На том и порешили. С этого дня Веттерман, Браккель и Шрафер засели вместе над жизнеописанием цезарей. Трудились-то двое, Шрафер больше для вида участвовал в работе, в основном, вздыхал, оплакивая выпавшую ему столь тяжкую долю. Так ведь было хорошо при герцоге Магнусе, и надо ж угораздило… В углу тихо посапывал освобожденный от иных дел Щелканов. Не вмешивался. Только обеспечивал при нужде всем необходимым.

– Боюсь, что нас посадили пожизненно. – Удрученно признался Браккель Веттерману в первый же вечер, когда они вернулись на Болвановку. – Тут и наших трех жизней не хватит, чтоб такое количество книг одолеть.

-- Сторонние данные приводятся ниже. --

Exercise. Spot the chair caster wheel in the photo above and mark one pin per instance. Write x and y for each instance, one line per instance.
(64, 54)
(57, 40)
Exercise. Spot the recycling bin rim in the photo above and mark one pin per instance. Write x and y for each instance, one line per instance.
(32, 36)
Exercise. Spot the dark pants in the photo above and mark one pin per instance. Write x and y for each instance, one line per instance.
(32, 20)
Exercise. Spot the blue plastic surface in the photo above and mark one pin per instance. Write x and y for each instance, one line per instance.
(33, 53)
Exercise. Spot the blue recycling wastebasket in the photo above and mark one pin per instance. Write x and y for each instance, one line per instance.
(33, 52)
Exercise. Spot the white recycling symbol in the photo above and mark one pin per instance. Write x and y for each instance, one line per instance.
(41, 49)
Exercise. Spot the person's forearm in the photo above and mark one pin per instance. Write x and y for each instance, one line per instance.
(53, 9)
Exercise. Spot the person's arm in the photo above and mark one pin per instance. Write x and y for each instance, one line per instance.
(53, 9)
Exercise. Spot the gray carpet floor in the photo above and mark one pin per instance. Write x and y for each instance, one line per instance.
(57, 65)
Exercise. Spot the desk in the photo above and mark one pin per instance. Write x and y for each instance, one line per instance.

– Да. – Согласился с ним Иоганн. – Хотя, мой коллега, в молодости я бы счел за величайшее счастье ознакомится со всеми этими книгами… Да и сейчас испытываю волнение, прикасаясь к истинным кладезям человеческой мудрости… но меня волнует судьба дочери, находящейся в Риге, война, поля которой непрерывно перемещаются. Мое сердце, мой ум там, в Риге. Мне нужно быть подле дочери.

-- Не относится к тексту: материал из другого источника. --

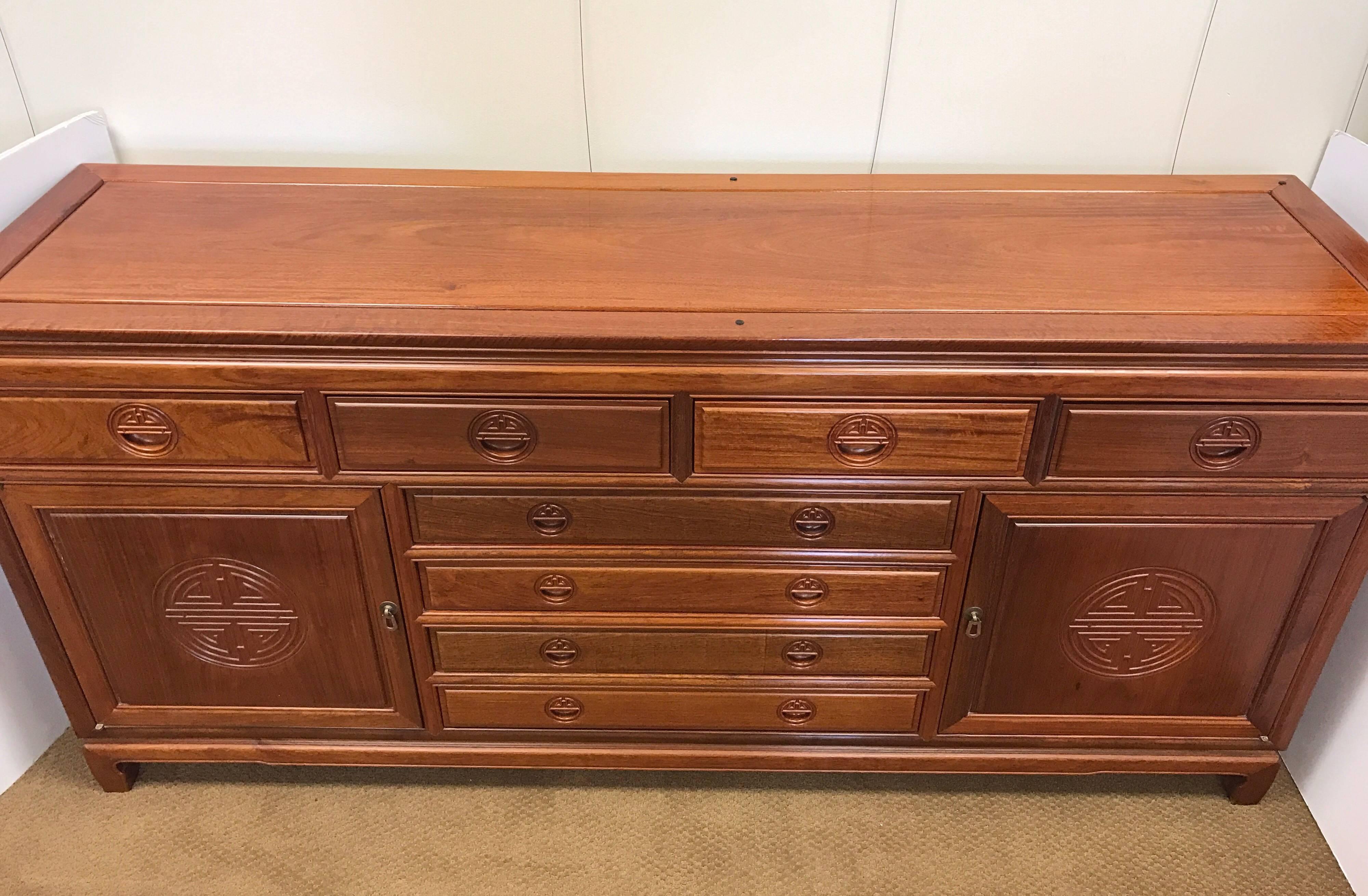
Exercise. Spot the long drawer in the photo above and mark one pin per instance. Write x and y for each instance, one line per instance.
(664, 652)
(667, 709)
(811, 589)
(1211, 441)
(795, 521)
(501, 436)
(886, 440)
(153, 430)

– Тогда нам необходимо искать какой-то выход. Я не хочу вызывать свою семью из Нарвы. Чем дальше от Москвы, тем безопаснее.

– Согласен с вами, коллега. – Веттерман обхватил руками свою седую голову. – Не знаю, что и придумать.

– Пока будем трудиться над Светонием. – Браккель был настроен более оптимистично. – И думать, искать выход!

Работа продолжалась. Иногда заглядывал Висковатый. Наблюдал.

– Государь меж своих забот помнит о вас, справлялся. Опосля сей книги, Тита Ливия желает.

Браккель и Веттерман переглянусь. Сто сорок два тома. Это точно пожизненно.

Решение подвернулось неожиданно в лице знакомого нам уже ратмана Тидемана Шрове, мечтавшего освоить русскую грамоту. Веттерман постоянно откладывал обещанные занятия, ссылаясь на чрезвычайную занятость в связи с царским поручением, последнее вызывало нескрываемую зависть ратмана, считавшего, что пастор добился высокого положения, служит переводчиком чуть ли не у самого царя и не желает делиться со Шрове успехом.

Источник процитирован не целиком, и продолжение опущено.